If the length of the cycloid is $4$ times the diameter of a rotating circle, then the area under the arch traced out by that cycloid is how many times the area of the rotating circle?
I tried using the parametric equations for a cycloid: $x = a(t-\sin{t})$, and $y = a(1-\cos{t})$.
The answer is three. Can someone please explain this? I am preferably looking for an answer that does not involve calculus.
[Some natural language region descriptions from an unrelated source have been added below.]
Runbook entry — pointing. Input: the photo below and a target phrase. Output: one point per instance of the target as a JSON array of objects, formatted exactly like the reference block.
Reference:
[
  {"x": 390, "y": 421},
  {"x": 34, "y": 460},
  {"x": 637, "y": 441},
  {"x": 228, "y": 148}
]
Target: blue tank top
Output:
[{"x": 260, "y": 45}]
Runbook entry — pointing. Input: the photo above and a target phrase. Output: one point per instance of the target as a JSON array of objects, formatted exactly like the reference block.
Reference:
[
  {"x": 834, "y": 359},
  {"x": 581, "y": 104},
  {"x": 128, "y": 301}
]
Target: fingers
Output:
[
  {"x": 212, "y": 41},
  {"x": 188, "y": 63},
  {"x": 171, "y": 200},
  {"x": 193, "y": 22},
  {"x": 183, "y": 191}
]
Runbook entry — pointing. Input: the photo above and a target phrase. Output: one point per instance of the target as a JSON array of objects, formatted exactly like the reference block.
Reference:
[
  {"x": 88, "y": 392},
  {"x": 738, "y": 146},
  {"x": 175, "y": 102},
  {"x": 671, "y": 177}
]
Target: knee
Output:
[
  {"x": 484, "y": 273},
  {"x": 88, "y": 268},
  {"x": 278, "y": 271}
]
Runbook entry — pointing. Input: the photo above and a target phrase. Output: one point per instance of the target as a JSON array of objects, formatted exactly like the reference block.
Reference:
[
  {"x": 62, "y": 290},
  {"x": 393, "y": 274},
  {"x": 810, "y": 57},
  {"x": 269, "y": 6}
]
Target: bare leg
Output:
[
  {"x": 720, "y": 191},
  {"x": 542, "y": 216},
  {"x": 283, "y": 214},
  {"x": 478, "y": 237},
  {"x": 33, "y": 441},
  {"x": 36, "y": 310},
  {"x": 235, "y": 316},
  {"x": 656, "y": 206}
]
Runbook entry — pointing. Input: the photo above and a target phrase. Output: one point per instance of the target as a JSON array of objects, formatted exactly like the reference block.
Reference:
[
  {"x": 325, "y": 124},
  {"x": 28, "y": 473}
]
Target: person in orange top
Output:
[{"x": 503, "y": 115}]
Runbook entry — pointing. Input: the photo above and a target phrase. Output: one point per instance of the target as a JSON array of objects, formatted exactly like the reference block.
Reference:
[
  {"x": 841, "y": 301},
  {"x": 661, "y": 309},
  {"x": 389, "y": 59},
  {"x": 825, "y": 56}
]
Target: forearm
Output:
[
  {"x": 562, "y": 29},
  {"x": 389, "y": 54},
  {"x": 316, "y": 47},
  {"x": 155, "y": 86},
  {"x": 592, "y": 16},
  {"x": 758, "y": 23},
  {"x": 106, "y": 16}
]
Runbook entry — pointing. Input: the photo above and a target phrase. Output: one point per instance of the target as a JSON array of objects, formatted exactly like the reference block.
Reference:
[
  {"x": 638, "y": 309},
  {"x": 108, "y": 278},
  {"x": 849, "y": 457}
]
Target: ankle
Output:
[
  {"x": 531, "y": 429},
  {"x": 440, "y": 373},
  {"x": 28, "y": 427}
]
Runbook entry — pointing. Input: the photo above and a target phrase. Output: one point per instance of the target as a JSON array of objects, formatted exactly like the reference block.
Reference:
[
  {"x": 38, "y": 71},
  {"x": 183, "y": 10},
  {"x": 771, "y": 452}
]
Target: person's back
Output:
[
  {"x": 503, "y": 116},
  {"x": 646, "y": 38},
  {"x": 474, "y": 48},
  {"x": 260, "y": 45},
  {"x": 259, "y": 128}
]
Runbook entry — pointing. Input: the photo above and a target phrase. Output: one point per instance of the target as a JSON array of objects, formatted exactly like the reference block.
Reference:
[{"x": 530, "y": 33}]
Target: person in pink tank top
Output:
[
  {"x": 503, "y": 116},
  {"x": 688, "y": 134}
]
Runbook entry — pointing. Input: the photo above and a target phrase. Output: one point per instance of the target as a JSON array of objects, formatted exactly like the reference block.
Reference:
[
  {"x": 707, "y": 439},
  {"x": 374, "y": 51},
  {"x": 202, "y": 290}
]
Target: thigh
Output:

To use the parametric equation:
Render the area as $\int y dx$ between the appropriate limits, which are clearly from $t=0$ to $t=2\pi$. Plug in the parametric equations to get
$a^2\int_0^{2\pi}(1-\cos t)d(t-\sin t)$
To get an integral with just $dt$ differentiate the $t-\sin t$ function and combine the derivative with the preexisting factor $1-\cos t$. Thus
$a^2\int_0^{2\pi}(1-\cos t)^2dt$
This may be simplified by putting in $(1-\cos t)^2=1-2\cos t+\cos^2t$ and then $\cos^2 t=(1+\cos 2t)/2$. Then the cosine integrate to zero over full periods, allowing those terms to be canceled out and leaving just a constant ($3/2$) remaining in the inte-grand. Thus the final answer $3\pi a^2$ where the parametric equations had defined $a$ as the radius.